Case 2 - Figure 7 - Second biopsy of right thigh mass: Mitotic activity is readily seen within cellular areas of the tumor embedded in an eosinophilic myxoid matrix. These areas of the tumor were comprised of spindled to fusiform tumor cells that also formed osteoid matrix (not shown in this image).
Primary Children's Medical Center
Salt Lake City, UT
A 7-month old female presented with a mass on the jaw and a history of thrombocytopenia and anemia. A
previous tracheostomy had been performed for airway obstruction by a vascular mass, but no tissue was
obtained for pathologic evaluation. Systemic steroids, interferon, and embolization had failed to
stop the growth or diminish the size of the mass. An MRI scan demonstrated an enlarging heterogenous
mass involving soft tissue of the right neck and retropharyngeal space without skull or intercranial
involvement. Following the MRI scan, weekly vincristine, intermittent interferon, and occasional
intralesional steroids were given. A biopsy was performed two months later. The slides are from the
Case 3 - Figure 1 - Nodules of cellular vascular tissue are interspersed between bands of fibrous tissue, with occasional irregular empty dilated vessels resembling lymphatic vessels and congested capillary spaces.

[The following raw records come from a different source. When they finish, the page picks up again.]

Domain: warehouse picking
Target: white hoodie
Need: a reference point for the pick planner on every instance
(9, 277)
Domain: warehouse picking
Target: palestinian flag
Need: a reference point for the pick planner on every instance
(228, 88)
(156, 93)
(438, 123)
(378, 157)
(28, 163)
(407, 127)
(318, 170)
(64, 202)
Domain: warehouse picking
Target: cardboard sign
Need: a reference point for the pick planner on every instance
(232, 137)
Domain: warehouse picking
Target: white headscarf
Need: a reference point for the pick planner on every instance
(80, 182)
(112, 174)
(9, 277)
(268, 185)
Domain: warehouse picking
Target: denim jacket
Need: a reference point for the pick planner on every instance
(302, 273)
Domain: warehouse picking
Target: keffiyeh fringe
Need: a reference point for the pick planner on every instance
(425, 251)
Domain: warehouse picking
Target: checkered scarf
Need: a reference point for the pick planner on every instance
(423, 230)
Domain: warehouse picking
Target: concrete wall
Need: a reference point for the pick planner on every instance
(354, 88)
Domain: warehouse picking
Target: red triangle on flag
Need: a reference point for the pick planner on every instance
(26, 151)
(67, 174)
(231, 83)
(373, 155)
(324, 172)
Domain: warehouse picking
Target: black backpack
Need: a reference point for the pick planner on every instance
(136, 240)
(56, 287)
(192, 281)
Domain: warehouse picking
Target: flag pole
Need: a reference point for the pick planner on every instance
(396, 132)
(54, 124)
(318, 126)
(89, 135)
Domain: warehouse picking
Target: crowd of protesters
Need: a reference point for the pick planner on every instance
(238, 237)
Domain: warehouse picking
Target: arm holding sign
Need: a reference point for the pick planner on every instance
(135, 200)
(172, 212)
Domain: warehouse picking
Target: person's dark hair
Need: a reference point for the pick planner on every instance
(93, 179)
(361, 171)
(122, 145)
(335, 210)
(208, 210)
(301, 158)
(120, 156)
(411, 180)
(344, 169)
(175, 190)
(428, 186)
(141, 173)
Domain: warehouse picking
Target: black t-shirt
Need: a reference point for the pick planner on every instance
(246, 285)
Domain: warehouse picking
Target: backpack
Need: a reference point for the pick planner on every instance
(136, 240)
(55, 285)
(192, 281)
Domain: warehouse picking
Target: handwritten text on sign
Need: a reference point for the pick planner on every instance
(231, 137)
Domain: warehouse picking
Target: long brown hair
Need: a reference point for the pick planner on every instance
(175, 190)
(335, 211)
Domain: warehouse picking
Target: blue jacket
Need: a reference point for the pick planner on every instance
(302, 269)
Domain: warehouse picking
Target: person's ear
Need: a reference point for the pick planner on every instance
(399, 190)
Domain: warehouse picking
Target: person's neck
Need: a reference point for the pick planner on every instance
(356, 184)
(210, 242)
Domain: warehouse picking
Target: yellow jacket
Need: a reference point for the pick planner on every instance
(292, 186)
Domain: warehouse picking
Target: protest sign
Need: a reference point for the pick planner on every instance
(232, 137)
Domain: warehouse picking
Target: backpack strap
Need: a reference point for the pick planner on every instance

Case 3 - Figure 2 - A cellular proliferation of spindled and polygonal cells is present with abundant small blood vessels.
Case 3 - Figure 3 - Spindled and plump polygonal cells form bundles and fascicles and are interspersed with blood vessels.
Case 3 - Figure 4 - Spindled and polygonal cells form a cellular mass with focal accumulation of hemosiderin. The endothelial cells have large vesicular nuclei with small nucleoli and occasional mitotic figures.
Arkansas Children's Hospital
Little Rock, AR
A seven year-old girl noted increasing pain and discomfort in her left ankle. A radiograph revealed a
well-defined, cystic lesion of the talus.
Case 4 - Figure 1 - A fibro-osseous lesion contains abundant, refractile, cementum-like bodies ("cementicles") enmeshed within a bland, fibroblastic stroma.
Case 4 - Figure 2 - Osteoblasts rim a bony spicule within the fibro-osseous lesion.